• State Corporate Law Changes Reflect Current Governance Issues
  • July 15, 2010 | Authors: Jeffrey R. Capwell; Craig R. Culbertson; Steven D. Kittrell; Rachel Williams Mantz; David N. Oakey; David H. Pankey; Elizabeth Ridler; David W. Robertson; Jane Whitt Sellers
  • Law Firms: McGuireWoods LLP - Charlotte Office ; McGuireWoods LLP - Chicago Office ; McGuireWoods LLP - Washington Office ; McGuireWoods LLP - Chicago Office ; McGuireWoods LLP - Richmond Office ; McGuireWoods LLP - Washington Office ; McGuireWoods LLP - Richmond Office
  • Amendments to the Virginia Stock Corporation Act (the “Act”) have been passed by the 2010 General Assembly and will take effect today, July 1. The changes conform provisions of the Act to recently revised provisions of the Model Business Corporation Act relating to technological innovations and shareholder relations and clarify other provisions. The amendments, while applicable specifically to Virginia corporations, demonstrate governance reforms recently adopted and under consideration in many other states, including Delaware.
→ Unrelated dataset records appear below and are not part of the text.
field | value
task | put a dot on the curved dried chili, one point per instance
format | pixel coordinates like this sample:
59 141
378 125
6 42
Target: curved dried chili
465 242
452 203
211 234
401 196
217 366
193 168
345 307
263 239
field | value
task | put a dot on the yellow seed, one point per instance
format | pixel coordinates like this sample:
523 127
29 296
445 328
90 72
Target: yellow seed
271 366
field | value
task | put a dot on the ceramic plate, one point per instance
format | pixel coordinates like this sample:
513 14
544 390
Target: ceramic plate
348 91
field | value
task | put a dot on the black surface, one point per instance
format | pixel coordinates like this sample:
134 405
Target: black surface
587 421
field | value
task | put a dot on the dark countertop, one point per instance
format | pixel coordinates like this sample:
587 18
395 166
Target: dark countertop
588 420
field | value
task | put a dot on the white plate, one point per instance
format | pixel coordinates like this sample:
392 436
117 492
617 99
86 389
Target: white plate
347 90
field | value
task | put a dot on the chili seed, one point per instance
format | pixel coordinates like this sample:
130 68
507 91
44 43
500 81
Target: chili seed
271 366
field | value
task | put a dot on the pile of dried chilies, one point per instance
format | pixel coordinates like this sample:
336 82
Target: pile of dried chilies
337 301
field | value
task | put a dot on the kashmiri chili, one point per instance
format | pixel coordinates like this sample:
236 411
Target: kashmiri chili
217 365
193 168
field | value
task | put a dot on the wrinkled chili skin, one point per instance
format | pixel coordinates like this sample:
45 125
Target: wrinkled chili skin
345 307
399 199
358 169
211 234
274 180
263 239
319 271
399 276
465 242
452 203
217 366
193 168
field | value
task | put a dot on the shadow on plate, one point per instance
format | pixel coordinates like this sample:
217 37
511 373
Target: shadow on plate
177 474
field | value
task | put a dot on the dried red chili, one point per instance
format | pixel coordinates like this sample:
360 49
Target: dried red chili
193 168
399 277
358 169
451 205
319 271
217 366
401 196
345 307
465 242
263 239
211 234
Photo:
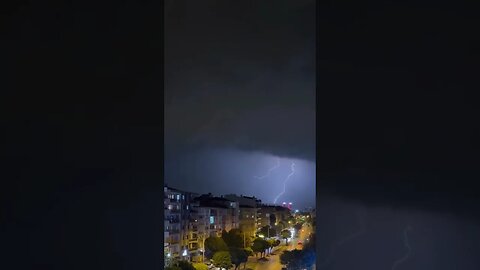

    The Virginia amendments include the following topics and are discussed, along with other amendments, in more detail in our client memo:

    • Expanded provisions governing the electronic transmission of notices and other communications

    • Bylaws may require corporations to include shareholders’ director nominees in proxies and reimburse shareholders for proxy solicitation expenses in connection with the election of directors

    • Boards of directors may authorize corporate officers to make stock-based equity compensation awards, subject to limitations

    • Boards of directors may establish separate record dates for determining shareholders entitled to notice of meetings and shareholders entitled to vote at meetings

    • Boards of directors may allow shareholders to participate remotely in shareholders’ meetings

    • Repeals the existing provision that limits the power of boards of directors to alter the board’s size by an amount not greater than 30% of its existing size

    • Confirms that indemnification “to the fullest extent permitted by law” includes mandatory advancement and reimbursement of expenses based on the “willful misconduct or knowing violation of criminal law standard” of conduct

    There are many proposed changes to the corporate governance landscape generally. They take the form of state law amendments, such as those in Virginia, federal legislation, including provisions of the financial services reform bills, rules of the Securities and Exchange Commission and rules of the stock exchanges.